Poète, romancier, critique ; notre cher GEC, qui a fêté ses cent deux ans le 3 mai 2016, est, on le sait, l’auteur d’une œuvre considérable. En fiction, la trilogie du Pain noir, certes, mais pas seulement, car c’est bien la poésie qui d’un bout à l’autre innerve, habite sa vie comme son œuvre, qui est l’une des plus importantes de sa génération, laquelle ne fut pas avare de talents.
Dans Le temps d’apprendre à vivre, GEC repasse une nouvelle fois au crible sa vie de jeune homme. Il s’agit du quatrième tome de ses livres autobiographiques, après L’Enfant double (1984), L’Écolier des rêves (1986) et Un jeune homme au secret (1989). Le temps d’apprendre à vivre (titre tiré d’un vers d’Aragon : Le temps d’apprendre à vivre, il est déjà trop tard) couvre la période 1935-1947.

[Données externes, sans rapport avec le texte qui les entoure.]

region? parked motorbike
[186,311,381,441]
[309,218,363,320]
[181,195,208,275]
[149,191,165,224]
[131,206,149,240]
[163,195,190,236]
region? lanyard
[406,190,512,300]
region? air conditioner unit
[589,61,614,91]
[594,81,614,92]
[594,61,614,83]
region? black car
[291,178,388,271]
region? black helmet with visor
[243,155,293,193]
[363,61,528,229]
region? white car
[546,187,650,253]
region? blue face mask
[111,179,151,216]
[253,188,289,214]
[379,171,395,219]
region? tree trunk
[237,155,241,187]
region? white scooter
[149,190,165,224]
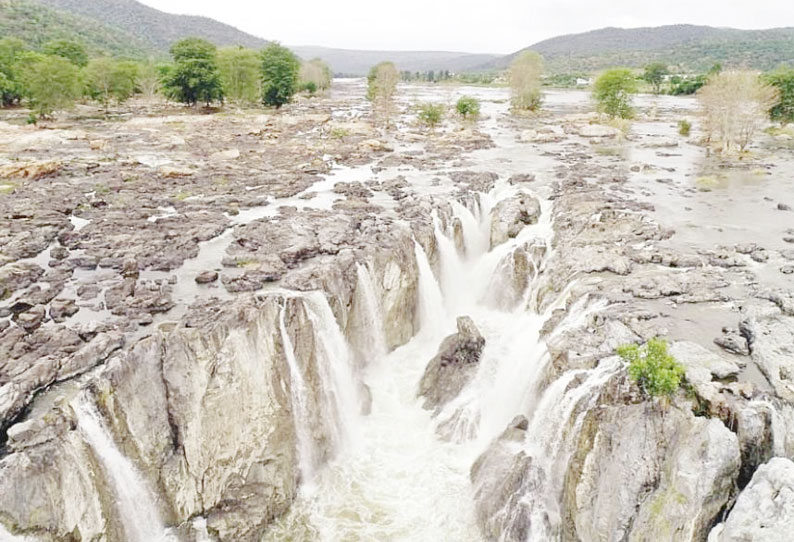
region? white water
[356,263,388,359]
[72,395,176,542]
[414,242,448,337]
[264,181,614,542]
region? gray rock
[708,457,794,542]
[419,316,485,410]
[491,192,540,248]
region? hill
[480,25,794,73]
[0,0,155,58]
[38,0,266,52]
[290,46,500,76]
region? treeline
[0,38,332,121]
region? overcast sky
[143,0,794,53]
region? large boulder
[491,192,540,248]
[708,457,794,542]
[419,316,485,410]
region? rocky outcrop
[419,316,485,411]
[708,457,794,542]
[491,192,540,248]
[563,386,740,542]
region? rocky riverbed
[0,81,794,542]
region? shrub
[455,96,480,120]
[41,40,88,68]
[508,51,543,111]
[698,71,779,152]
[593,68,637,119]
[301,81,317,94]
[19,53,81,117]
[367,62,400,102]
[262,43,300,109]
[418,103,444,130]
[83,57,138,111]
[642,62,670,94]
[163,38,223,105]
[764,68,794,125]
[218,47,262,104]
[617,338,684,397]
[299,58,333,94]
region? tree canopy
[261,43,300,108]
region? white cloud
[138,0,794,53]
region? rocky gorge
[0,77,794,542]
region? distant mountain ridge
[480,25,794,73]
[37,0,267,52]
[290,45,501,76]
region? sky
[142,0,794,53]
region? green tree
[299,58,333,94]
[218,47,262,104]
[617,338,684,397]
[642,62,670,94]
[19,53,81,116]
[764,68,794,125]
[162,38,223,105]
[455,96,480,120]
[507,51,543,111]
[0,38,26,107]
[262,43,300,109]
[41,40,88,68]
[593,68,637,119]
[417,103,444,130]
[367,62,400,102]
[83,57,139,111]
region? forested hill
[37,0,266,52]
[481,25,794,73]
[0,0,156,58]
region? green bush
[617,338,684,397]
[455,96,480,120]
[262,43,301,109]
[163,38,223,105]
[19,53,82,117]
[763,68,794,125]
[418,103,444,130]
[593,68,637,119]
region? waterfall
[433,216,466,316]
[450,200,491,261]
[496,358,621,540]
[72,394,176,542]
[414,241,447,336]
[356,263,388,359]
[279,305,316,482]
[307,292,361,450]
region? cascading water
[72,394,177,542]
[356,263,388,359]
[414,242,447,336]
[279,306,317,483]
[265,184,607,542]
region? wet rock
[50,299,80,322]
[419,316,485,410]
[14,305,47,332]
[195,271,218,284]
[507,173,535,185]
[563,401,740,542]
[746,316,794,402]
[708,457,794,542]
[714,328,750,356]
[491,193,540,248]
[578,124,623,138]
[0,160,62,180]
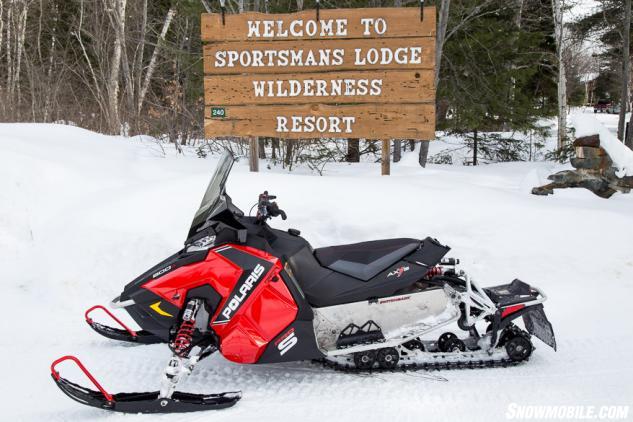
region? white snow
[571,111,633,177]
[0,124,633,422]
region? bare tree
[552,0,567,148]
[618,0,631,146]
[136,6,176,114]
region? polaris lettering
[218,264,264,322]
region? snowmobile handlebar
[257,190,288,222]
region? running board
[84,305,165,344]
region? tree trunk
[552,0,567,148]
[393,139,402,163]
[345,139,360,163]
[618,0,631,142]
[473,129,479,166]
[435,0,451,89]
[284,139,292,167]
[625,113,633,149]
[270,138,279,160]
[107,0,127,134]
[418,141,429,167]
[248,136,259,172]
[380,141,391,176]
[257,136,266,160]
[136,6,176,114]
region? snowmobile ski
[51,356,242,413]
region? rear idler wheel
[376,347,400,369]
[442,337,466,353]
[354,350,376,369]
[437,333,459,352]
[403,339,424,352]
[505,333,534,362]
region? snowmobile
[51,152,556,413]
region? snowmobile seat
[314,238,420,281]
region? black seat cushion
[314,238,420,281]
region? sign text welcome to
[202,7,435,139]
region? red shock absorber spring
[171,299,200,357]
[426,265,442,278]
[172,320,196,356]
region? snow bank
[571,112,633,177]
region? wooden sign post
[202,7,435,173]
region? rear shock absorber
[170,299,201,357]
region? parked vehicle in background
[593,100,611,113]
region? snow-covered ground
[0,110,633,422]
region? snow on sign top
[202,7,435,139]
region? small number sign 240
[211,107,226,117]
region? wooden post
[248,136,259,173]
[380,141,391,176]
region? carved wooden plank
[203,37,435,75]
[201,6,435,42]
[204,70,435,106]
[204,104,435,139]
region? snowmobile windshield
[188,150,235,237]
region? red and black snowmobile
[51,152,556,413]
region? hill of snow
[0,120,633,422]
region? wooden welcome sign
[202,7,435,140]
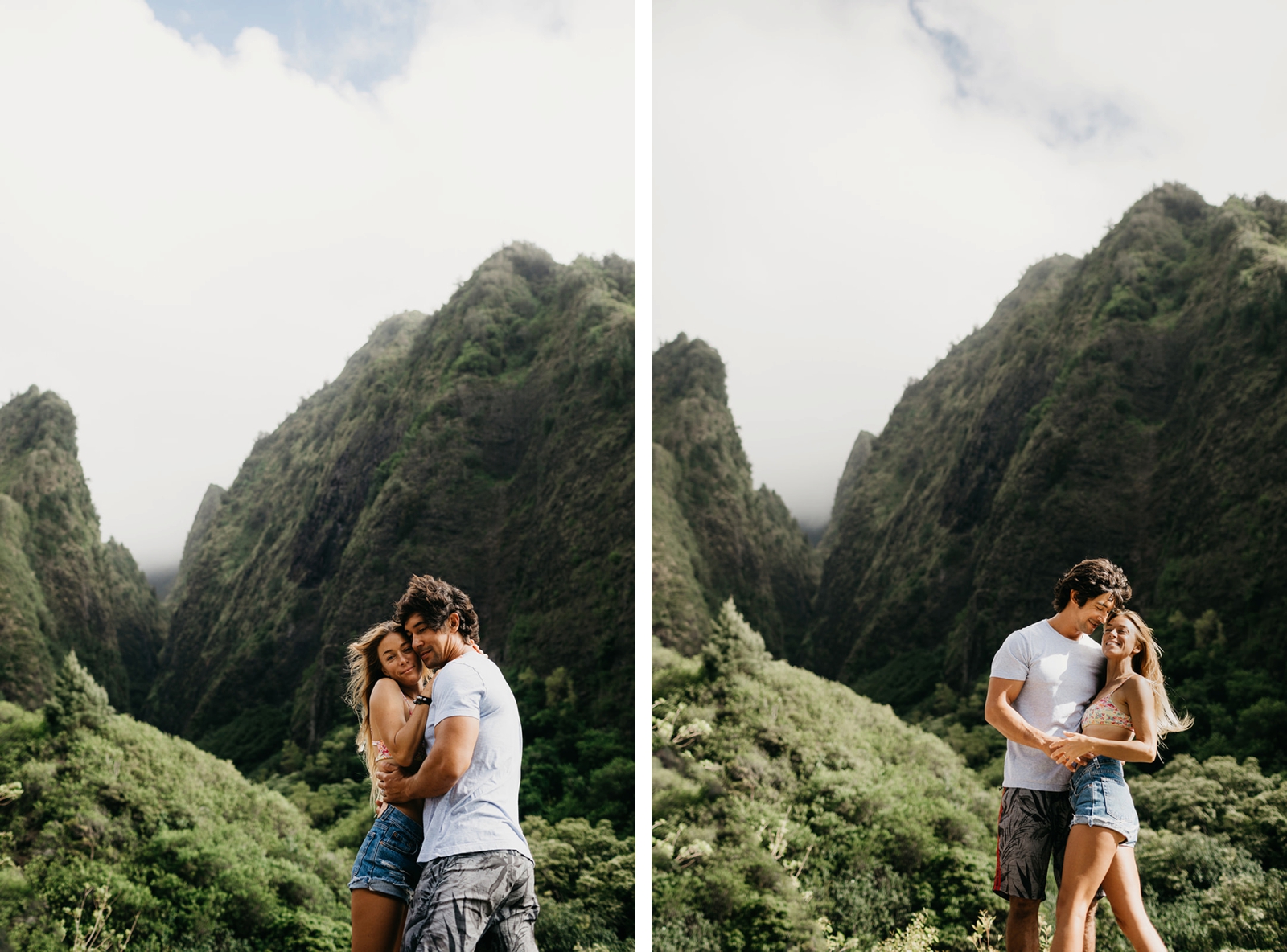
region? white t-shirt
[420,651,532,864]
[993,619,1107,791]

Du No pasarán ! de la guerre d’Espagne aux prémices de la guerre froide, la guerre perpétuelle est bien la toile de fond du récit, au sein duquel le poète nous entraîne en sa compagnie, en celle de ses amis et d’Anne (décédée en 2014 à l’âge de cent un ans), sa future épouse, au gré de leurs rencontres, de leurs espoirs, de leur intense force de vie. Robert Margerit, Jean Blanzat (l’aîné et complice limousin, le maître à penser), le peintre Lucien Coutaud, Joë Bousquet, Louis Aragon, Raymond Queneau, Michel Leiris, Claude Roy, Pierre Seghers, Pierre Emmanuel, Max-Pol Fouchet, et tant d’autres encore, membres et acteurs d’une génération dont GEC écrit qu’elle lui apparaissait soumise à deux forces contraires. Celle de « l’enthousiasme d’une jeunesse qui attestait que la poésie, comme le voulait Rimbaud, vînt changer la vie » ; celle de la « chute de l’Europe dans la criminalité mortelle, représentée par les nations totalitaires. »
On l’aura compris, cette période de 1935-1947, que GEC nomme « mes années d’apprentissages », est marquée par les évènements majeurs et tragiques de l’histoire contemporaine, laquelle dépasse sa propre histoire personnelle ; ou plutôt, laquelle se mêle étroitement à son histoire personnelle, tant GEC fut est et demeurera avant tout un Poète de la poésie vécue. Il est donc impossible de faire une seule lecture unilatérale de ce Temps d’apprendre à vivre, qui, passionnant livre de mémoires, contenant bien des passages poignants (sur Joë Bousquet, entre autres), est tout autant un livre d’Histoire éclairé, une chronique des plus avisées de la poésie française ; un livre de poète : « Mais qu’aurais-je appris de la vie au terme de mes années de pneumothorax, sinon que l’existence était façon de mieux ou mal respirer le temps qui file ? Ou, autrement dit, de lutter contre l’intrusion en soi de la mort au point d’avoir l’illusion d’en avoir triomphé, illusion que dissiperont bien sûr les années du grand – ou plutôt du très grand – âge, mais je ne saurais trop dire depuis quand et comment le temps d’apprendre à vivre était insidieusement devenu le temps d’apprendre à mourir. Qu’apprenais-je encore, sinon que les forces de mort qu’il fallait vaincre en soi, se déployaient simultanément dans l’Histoire en train de se faire et mettaient à mal ce que notre jeunesse avait imaginé comme un temps de promesse faite à l’homme par l’homme, comme un accès à un juste bonheur. »
Un pur bonheur de lecture et d’émotion.
Moment d’histoire et manifeste pour le futur.
Christophe DAUPHIN
Georges-Emmanuel CLANCIER : Le temps d’apprendre à vivre, Mémoires 1935-1947, 560 pages, 24 €, Albin Michel, 2016.